Quinta exposição de um ciclo de cinco dedicada a argumentistas contemporâneos de banda desenhada portuguesa.

David Soares (Lisboa, 1976) tem singrando sobretudo como autor literário, produzindo regularmente romances, novelas e contos (em antologias próprias ou colectivas), mas igualmente textos para spoken word, e, claro, os argumentos (que vão bem além da “história”) para banda desenhada. Ainda que seja possível arrolar toda essa produção de matéria verbal e encapelá-la de “fantasia negra”, já que Soares é um exímio cultor de certos temas, imagens e motivos que se associam a esse género literário, a sua pesquisa e desenvoltura espraia-se em várias frentes. Se se podem encontrar exercícios de crueldade carnal e espiritual nos comportamentos a que as suas personagens se entregam ou são sujeitos, é quase sempre na ideia alquímica de uma descida que procura uma redenção ulterior (mesmo que não para os protagonistas eles-mesmos).

David Soares deu início à sua relação com a banda desenhada na passagem dos anos 1990 e 2000 enquanto “autor completo”, produzindo uma série de fanzines e, depois, de publicações maiores ou prózines sob a sua chancela pessoal, a Círculo de Abuso (na qual publicou igualmente os seus primeiros trabalhos de prosa literária e ensaística). Uma vez que a sua formação é em design gráfico, ramo no qual trabalhou durante alguns anos para empresas ligadas ao cinema, é notória a natureza das capas das suas publicações, e alguma da sua abordagem visual, que constroem muitas vezes montagens monstruosas e significativas.

Em 2000 publica Mr.

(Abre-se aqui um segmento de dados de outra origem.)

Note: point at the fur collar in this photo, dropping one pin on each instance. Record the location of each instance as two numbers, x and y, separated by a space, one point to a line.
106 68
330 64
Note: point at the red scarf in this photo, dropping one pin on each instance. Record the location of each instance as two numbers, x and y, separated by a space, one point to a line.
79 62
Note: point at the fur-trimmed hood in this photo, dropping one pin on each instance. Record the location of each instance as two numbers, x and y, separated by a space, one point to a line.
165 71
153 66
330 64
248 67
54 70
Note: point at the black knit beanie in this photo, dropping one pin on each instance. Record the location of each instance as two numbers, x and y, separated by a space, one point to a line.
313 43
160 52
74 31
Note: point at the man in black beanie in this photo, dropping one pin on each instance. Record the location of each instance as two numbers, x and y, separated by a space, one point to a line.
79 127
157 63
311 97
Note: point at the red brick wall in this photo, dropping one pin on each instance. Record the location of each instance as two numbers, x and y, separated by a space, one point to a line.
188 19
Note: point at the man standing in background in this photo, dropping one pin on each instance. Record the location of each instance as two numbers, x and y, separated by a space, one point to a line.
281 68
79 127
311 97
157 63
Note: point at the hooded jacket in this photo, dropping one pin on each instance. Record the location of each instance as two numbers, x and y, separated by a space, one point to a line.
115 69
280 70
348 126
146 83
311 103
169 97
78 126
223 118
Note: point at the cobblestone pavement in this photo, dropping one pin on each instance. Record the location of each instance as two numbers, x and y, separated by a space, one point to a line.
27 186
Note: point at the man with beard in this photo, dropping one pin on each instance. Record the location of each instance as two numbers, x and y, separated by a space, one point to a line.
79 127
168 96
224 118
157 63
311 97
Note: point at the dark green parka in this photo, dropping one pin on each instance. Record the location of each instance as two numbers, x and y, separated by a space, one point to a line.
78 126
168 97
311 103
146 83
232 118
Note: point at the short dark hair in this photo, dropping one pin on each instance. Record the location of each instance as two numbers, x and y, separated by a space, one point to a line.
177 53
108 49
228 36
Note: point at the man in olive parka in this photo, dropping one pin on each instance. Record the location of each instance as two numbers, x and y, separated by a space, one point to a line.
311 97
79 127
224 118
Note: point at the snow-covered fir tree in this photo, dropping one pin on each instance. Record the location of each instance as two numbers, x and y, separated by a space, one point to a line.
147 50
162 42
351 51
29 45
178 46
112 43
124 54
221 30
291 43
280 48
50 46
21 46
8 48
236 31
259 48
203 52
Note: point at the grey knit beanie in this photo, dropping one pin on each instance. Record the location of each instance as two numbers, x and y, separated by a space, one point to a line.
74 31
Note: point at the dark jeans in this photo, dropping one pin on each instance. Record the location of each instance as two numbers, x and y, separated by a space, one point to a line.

Burroughs, desenhado por Pedro Nora (e que seria publicado em francês, mais tarde, pela Fréon) e em 2001 Sammahel, criado a solo; finalmente, em 2002, sairia a sua obra maior a solo, A Última Grande Sala de Cinema.

Mais recentemente, neste campo, dedicar-se-ia à escrita de argumentos, dando início a uma série de colaborações com vários artistas, veteranos e novos, produzindo vários títulos em que procura manter o rumo das suas preocupações, mas ao mesmo tempo explorar as potencialidades da variação dessa pesquisa, aliada à força gráfica de cada artista em particular. É assim que têm surgido títulos tais como Mucha, com Osvaldo Medina e Mário Freitas (2009), É de noite que faço as perguntas (com Richard Câmara, João Maio Pinto, Jorge Coelho, André Coelho e Daniel Silvestre da Silva, 2011), O Pequeno Deus Cego e Palmas para o Esquilo, ambos com Pedro Serpa (2011 e 2013, respectivamente), Sepultura dos Pais, com André Coelho (2014) e O Poema Morre, com Sónia Oliveira (2015).

Isto para não falar de uma mão-cheia de históricas curtas, entre as quais “Rei Arenque”, uma pequena alucinação mágico-autobiográfica, desenhada por Richard Câmara, produzida a propósito do Festival da Amadora de 2006.

Soares é, como dissemos, autor de romances, e títulos tais como A Conspiração dos Antepassados (2007), Lisboa Triunfante (2008) e O Evangelho do Enforcado (2010) tem-lhe angariado uma recepção crítica significativa, ancorando a sua primazia no território do género negro, mas igualmente merecedor de uma atenção mais alargada. A novela Batalha (2011), com ilustrações de Daniel Silvestre da Silva, apresenta uma faceta curiosa, já que a perspectiva mágica sobre a história de Portugal, ingrediente de outros escritos do autor, é construída a partir da perspectiva de uma ratazana curiosa, inteligente e cujo esforço filosófico a lança numa demanda profunda.

A leitura paralela do seu trabalho literário e de banda desenhada dá a entender um universo de grande coerência autoral e de exigência ao leitor, recompensada pelo sucessivo desvendar de mistérios ocultos, a magia real que a vida encerra, e a natureza humana.